Effective January 1, 2019, employers who are subject to the Mountain View Business License Tax or who maintain a facility in Mountain View must pay to each employee who performs at least two hours of work per week in Mountain View, a minimum wage of at least $15.65 per hour.

Oakland, CA

Effective July, 1st 2019, The Hotel Employee Minimum Wage Charter Amendment will increase the minimum wage for hotel employees from $13.23 to $15 with healthcare benefits, or $20 without healthcare benefits. The charter also establishes workplace protections and additional enforcement procedures for employment standards applied to hotel and non-hotel employees.

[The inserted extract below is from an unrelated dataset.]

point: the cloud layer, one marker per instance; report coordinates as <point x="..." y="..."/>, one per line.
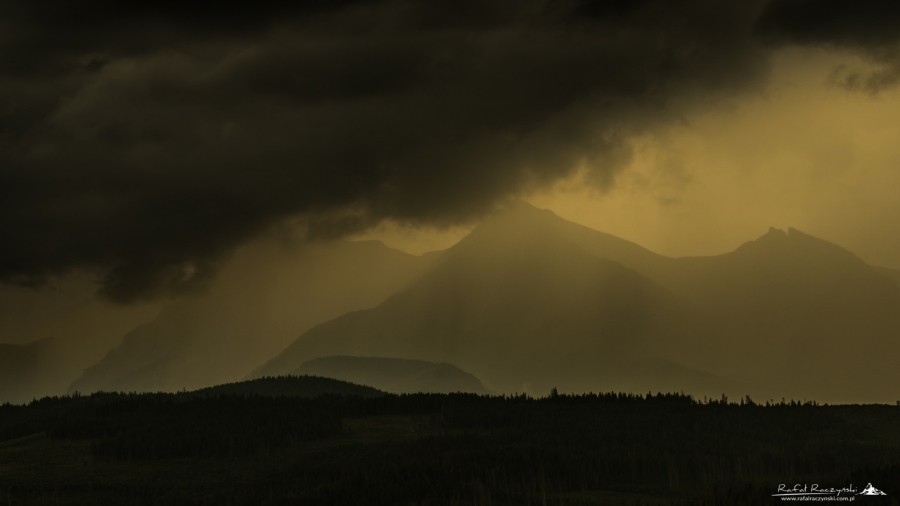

A "Hotel Employee" is any individual who is employed to provide services in an Oakland hotel with 50 or more guest rooms or suites of rooms, whether employed directly by the hotel or by the hotel's contractor, and who was hired to or did work an average of 5 hours.


Internal Revenue Service (IRS)

The IRS has announced the annual cost of living adjustments for 2019 for Health Flexible Spending Accounts (FSA), Qualified Small Employer Retirement Accounts (QSEHRA), and Transportation Benefits (Section 132). Each has an expected increase. Flexible Spending Accounts will allow a total contribution of $2,700 for 2019, up from $2,650 for 2018. QSEHRAs have an increased reimbursement limit of $5,150 for single, $10,450 for family coverage, up from $5,050 and $10,250 respectively. Parking and Transit Account limits under Section 132 are increased to $265 for 2019, up from $260 in 2018. HSA updated limits were announced in May, increasing contribution limits to $3,500 for single coverage, $7,000 for family, for 2019.

401(k) plan participants can contribute up to $19,000 for 2019, which is up from $18,500 for 2018.